Newman ne ressemble ni au cardinal Wiseman, ni au cardinal Manning. Sa pensée est élevée à des hauteurs sublimes, je dirais presque inaccessibles. Il se sert des sciences comme d’échelons pour monter dans ces régions où son génie est at home, comme disent les Anglais, c’est-à-dire dans son élément. En montant il ouvre devant son regard de vastes horizons, mais il sait aussi descendre, doucement et sans efforts, à l’examen exact des détails. On trouve en lui une richesse et une variété de dons, dont un seul suffirait pour donner la célébrité. On comprend aisément que ce grand docteur exerce autour de lui une vraie puissance magnétique. Il serait déplacé sur un siège épiscopal; l’administration le tuerait, à moins qu’il ne fût évêque in partibus. Manning est fait pour mener les hommes par la force de sa volonté et son incomparable habileté d’administrateur; Newman les éclaire et les ravit par la splendeur de son génie. »

Notes et post-scriptum
1. Nicholas-Patrick Wiseman (1802-1865), archevêque de Westminster et cardinal en 1850, lors du rétablissement de la hiérarchie catholique en Angleterre. - Henry-Edward Manning (1808-1892), successeur de Wiseman comme archevêque de Westminster en 1865. Cardinal en 1876. - John-Henry Newman (1801-1890), cardinal en 1879. - Le P. d'Alzon avait fréquenté, lors de ses études à Rome (1834-1835), le futur cardinal Wiseman, alors recteur du Séminaire anglais - Il avait eu de nombreux contacts avec Mgr Manning, surtout pendant le concile - Enfin, dès son origine, il avait porté un grand intérêt au mouvement d'Oxford, ainsi qu'à son initiateur, J.-H. Newman. - Il écrivit d'ailleurs une série d'articles intitulée *Du mouvement religieux en Angleterre* dans le *Bulletin de l'Association de Saint-François de Sales* en 1866 et 1867 (dans notre fichier informatique: C00095 à C00099). Sur ces articles v. D. OLIVIER, *Le P.d'Alzon et la crise du protestantisme au XIXe siècle*, p.172-175 dans *E. d'Alzon dans la société et l'Eglise du XIXe siècle*, p.165-179.

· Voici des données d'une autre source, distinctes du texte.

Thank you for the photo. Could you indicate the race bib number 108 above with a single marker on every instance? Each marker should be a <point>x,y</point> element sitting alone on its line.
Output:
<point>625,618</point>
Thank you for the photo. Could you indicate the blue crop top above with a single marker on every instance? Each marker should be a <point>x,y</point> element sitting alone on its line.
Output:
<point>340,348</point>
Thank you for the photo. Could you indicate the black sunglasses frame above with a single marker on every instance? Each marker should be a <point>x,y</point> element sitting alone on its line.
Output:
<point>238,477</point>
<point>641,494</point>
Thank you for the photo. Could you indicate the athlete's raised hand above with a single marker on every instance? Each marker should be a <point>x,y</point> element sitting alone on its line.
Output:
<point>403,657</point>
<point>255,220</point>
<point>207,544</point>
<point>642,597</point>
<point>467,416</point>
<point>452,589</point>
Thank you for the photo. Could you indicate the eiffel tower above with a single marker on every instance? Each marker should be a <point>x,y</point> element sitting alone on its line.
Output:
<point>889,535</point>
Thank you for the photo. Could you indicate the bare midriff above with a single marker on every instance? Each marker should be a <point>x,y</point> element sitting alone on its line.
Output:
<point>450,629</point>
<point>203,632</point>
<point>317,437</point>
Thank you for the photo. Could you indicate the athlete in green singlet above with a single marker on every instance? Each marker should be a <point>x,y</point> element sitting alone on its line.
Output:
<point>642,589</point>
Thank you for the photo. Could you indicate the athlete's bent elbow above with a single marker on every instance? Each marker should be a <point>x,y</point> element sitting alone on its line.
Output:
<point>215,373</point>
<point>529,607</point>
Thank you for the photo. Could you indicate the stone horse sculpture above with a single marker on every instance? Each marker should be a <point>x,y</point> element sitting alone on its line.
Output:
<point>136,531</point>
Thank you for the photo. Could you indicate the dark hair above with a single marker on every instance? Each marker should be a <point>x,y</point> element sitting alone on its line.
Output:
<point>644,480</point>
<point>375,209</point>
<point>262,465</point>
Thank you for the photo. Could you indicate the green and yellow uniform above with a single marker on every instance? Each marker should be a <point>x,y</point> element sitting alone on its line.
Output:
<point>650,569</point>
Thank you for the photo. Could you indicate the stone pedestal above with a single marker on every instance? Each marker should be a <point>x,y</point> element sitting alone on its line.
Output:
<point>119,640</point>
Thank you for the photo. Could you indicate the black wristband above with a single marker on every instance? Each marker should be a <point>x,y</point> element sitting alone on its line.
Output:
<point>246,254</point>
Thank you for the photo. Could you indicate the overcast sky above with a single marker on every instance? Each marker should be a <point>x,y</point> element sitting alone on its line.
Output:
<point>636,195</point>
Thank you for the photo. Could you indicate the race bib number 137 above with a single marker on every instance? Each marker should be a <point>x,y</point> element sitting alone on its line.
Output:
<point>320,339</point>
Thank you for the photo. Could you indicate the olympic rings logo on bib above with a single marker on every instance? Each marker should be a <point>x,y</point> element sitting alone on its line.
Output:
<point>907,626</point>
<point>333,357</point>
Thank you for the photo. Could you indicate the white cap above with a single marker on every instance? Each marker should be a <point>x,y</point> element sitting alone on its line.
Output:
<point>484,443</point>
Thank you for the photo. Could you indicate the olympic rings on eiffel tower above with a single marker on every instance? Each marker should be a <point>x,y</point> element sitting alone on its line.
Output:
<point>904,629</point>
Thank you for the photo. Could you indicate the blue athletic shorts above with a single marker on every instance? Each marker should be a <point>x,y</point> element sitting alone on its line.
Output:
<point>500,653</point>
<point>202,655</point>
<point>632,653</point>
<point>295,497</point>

2. C'est dans la *Revue catholique du Languedoc* (I, mai 1859, p.25-29) que le P. d'Alzon publia *A propos des souvenirs du Cardinal Wiseman sur les derniers Papes* (dans ce fichier informatique: C00092). - Les propos du P. d'Alzon cités ici par Galeran ne proviennent cependant pas de cet article.
3. Henri-Dieudonné Galeran lui-même.
4. Une lettre du Dr J.-W. Allies, du 10 octobre 1845, annonce au P. d'Alzon, avec lequel il s'est lié d'amitié à Paris en juillet précédent, que la veille "M. Newman a été reçu dans la communion de l'Eglise romaine, par le P. Dominique, des Passionnistes. Ainsi, continue M. Alliès, le plus éloquent de nos écrivains, le plus célèbre de nos raisonneurs et le plus profond de nos penseurs s'est soumis à l'autorité du Pape, tout en croyant que l'Eglise anglicane est une Eglise substantiellement, mais que par le fait de sa séparation du Saint-Siège, elle est dans une fausse position. Je puis dire que, depuis notre séparation de près de trois cents ans, aucun fait d'une telle importance ne s'est arrivé chez nous, car M. Newman a excité non seulement la plus grande admiration de son génie par ses écrits, mais aussi un respect presque sans égal par la sainteté de sa vie [...]."(VAILHE, *Lettres*, II, Appendice XXVIII, p.477-478, d'après l'original français).